Managed to connect PIX profiler to Shade today, so I collected actual GPU timings for the first time. Previously I was using WebGPU’s timestamp-query
, which have wonky timings for “security reasons”.
Here are precise timings from PIX for 1024 lights scenario:
Culling - 7.84 µs
Binning - 193 µs
Shading - 274.37 µs
This is pretty much the first time I’ve been using a real GPU profiler, and I must say I’m really impressed. I’ve been creating a lot of tooling in Shade just to provide a window into what the GPU is doing, and this tool does it all and more our of the box. I wouldn’t say I regret writing the tools that I have, but I will definitely be relying on PIX more in the future.
That said, setting it up has been a real pain. I’ve done it in the past only to get fail to record anything, today I managed to obtain a recording, but only on Chrome Canary, and only with a very specific version of PIX (tried 5 different version, only one worked). And even then, many of the recording features don’t work and recording only works about 20% of the time. So a lot left to be desired.
For posterity,
I’m on Windows 11 x64
PIX version is 2405.15.002-OneBranch_release
Chrome Canary is Version 137.0.7125.0 (Official Build) canary (64-bit)
Launch parameters are: --disable-gpu-sandbox --disable-gpu-watchdog --enable-dawn-features=emit_hlsl_debug_symbols,disable_symbol_renaming "http://localhost:5173/"
Tickboxes
When everything works (The 20% I mentioned), you get something like this:
Especially enlightening for me was wave occupancy on ray traced shadows:
The warps are only ~30% utilized on average, with the rest sitting idle. Another way to picture this would be to imagine something like this:
if(x){
// code 1
}else if(y){
// code 2
}else{
// code 3
}
Where each each thread hits a random branch on average, so only 30% of the threads are running the same branch at any given time on average.

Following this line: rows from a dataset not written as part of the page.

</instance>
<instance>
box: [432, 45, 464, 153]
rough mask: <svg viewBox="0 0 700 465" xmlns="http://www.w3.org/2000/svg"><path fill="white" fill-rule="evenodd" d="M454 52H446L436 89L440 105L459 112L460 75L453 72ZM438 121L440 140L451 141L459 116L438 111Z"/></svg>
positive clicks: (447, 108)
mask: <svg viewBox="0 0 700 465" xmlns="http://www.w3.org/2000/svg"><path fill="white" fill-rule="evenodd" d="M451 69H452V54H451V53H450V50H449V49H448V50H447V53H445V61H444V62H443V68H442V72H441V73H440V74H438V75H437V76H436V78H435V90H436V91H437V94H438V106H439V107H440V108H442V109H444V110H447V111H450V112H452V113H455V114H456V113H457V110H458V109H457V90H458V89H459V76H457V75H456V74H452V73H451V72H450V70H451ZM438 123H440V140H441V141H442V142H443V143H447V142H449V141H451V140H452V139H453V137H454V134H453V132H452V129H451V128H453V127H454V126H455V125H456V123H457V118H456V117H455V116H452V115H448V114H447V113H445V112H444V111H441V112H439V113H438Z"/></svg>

This is not too bad for an inline ray tracer for somewhat obvious reasons. But the main takeaway for me here was that optimizing the memory access further is pointless, and any BVH improvements will have marginal gains, as the main issue is occupancy. I’m curious about that last bit at the end where we see a lot of blue, this indicates a lot of stragglers.
Imagine if you could reach close to 90% occupancy - suddenly ray tracing would be 3 times faster.

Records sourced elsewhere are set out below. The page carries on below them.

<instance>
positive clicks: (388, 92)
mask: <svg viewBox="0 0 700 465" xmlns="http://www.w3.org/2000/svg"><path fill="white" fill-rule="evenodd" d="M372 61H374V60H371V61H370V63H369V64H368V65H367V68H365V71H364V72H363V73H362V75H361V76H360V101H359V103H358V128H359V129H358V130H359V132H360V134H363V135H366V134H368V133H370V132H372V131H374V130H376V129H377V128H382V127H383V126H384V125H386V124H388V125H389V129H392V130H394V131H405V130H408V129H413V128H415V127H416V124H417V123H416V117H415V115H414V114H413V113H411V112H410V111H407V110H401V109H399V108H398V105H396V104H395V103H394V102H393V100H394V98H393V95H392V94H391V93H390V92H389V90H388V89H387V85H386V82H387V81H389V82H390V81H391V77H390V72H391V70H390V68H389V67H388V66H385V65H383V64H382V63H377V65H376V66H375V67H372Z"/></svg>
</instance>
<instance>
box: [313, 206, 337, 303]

More relevant to this topic, is shading. Here’s shading occupancy:
Red is occupied, orange is idle and blue is free. occupancy is ~40% throughout.
The reasons seems to be register pressure
which hovers around 93% at the peak, so we can only schedule about 40% of the threads in a warp it seems
Also, take the timings with a grain of salt, GPU timings are not super reliable because:
- GPU has acceleration/parking strategies to limit power usage. This causes timings to drift
- Ambient temperature has impact on the above, I (and I assume you too) are not in a temperature-controlled environment
- GPU is doing other stuff, from drawing your other application windows, to doing stuff like video decoding
- Modern GPUs runs on virtual memory, so there’s paging involved
- Browser actually interacts with the driver for you, so there’s a fat layer of abstraction between WebGPU and the GPU
- GPU scheduler provides no guarantees on reproducibility of scheduling. That is - your thread/warp allocation will vary pretty much every time, and some allocations might lead to better occupancy
- GPU has caches
I’m sure I’m missing at least a few extra reasons in there, the point is - timings will vary. The only useful metrics are averages for relatively large sample sizes, and relative to other metrics.